Monday, April 17, 2006

A Strong Lesson About Modularity

Last week I learned a strong lesson about modularity: “Investigate before you take the easy route”. It started with a problem on the Felix mailing list. A Felix user had experienced Class Not Found exceptions for a Swing class that he did not use at all. Inspecting his code, there was no sign of him using that Swing class; the only reference was to a class that used the culprit as super class. The OSGi specifications only mandate the imports of classes you directly use.

The suspicion quickly turned to the boot class path. Normally, a VM uses hierarchical delegation. If a class loader gets a request for a class, it should first ask its parent loader, which should ask its parent, etc. The VM’s loader is at the root. This is a simple delegation policy with flaws (but that is another story).

However, the OSGi specifications forbid the delegation to the parent except for java.* packages. Why? We had found that bundles did not import packages they expected to be on the boot class path. This made it impossible to replace or add those packages by other bundles because the other bundles were never consulted; the request was delegated to the boot class before the package lookup was done.

Substitutability is one of the best features that an OSGi framework brings along, it was therefore clear that we had to deny the automatic parent lookup. This requires frameworks to export any packages that are on the boot class path.
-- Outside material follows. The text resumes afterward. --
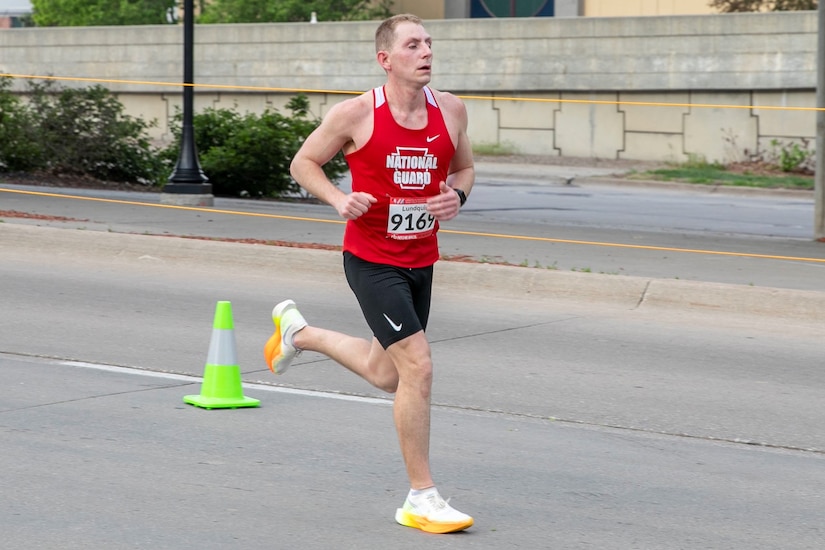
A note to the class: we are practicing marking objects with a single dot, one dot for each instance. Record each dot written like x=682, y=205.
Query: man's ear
x=383, y=58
However, unfortunately there is code delivered with the Java VM that implicitly assumes the parent delegation model. When it needs to load a class it uses whatever class loader is at hand, assuming that in the end the boot class path loader is used and the class is found in the end. It should be clear from the previous description that this is not true for an OSGi framework, causing seemingly random failures in bundles. In a previous version of Java there was a VM bug in the verifier that used the wrong class loader, breaking the modularity, which did not help as well. For pragmatic reasons we therefore added the org.osgi.framework.bootdelegation (Section 3.8.3) property. This property is a list of packages that requires delegation to the boot class path, bypassing the controlled class loading mechanism.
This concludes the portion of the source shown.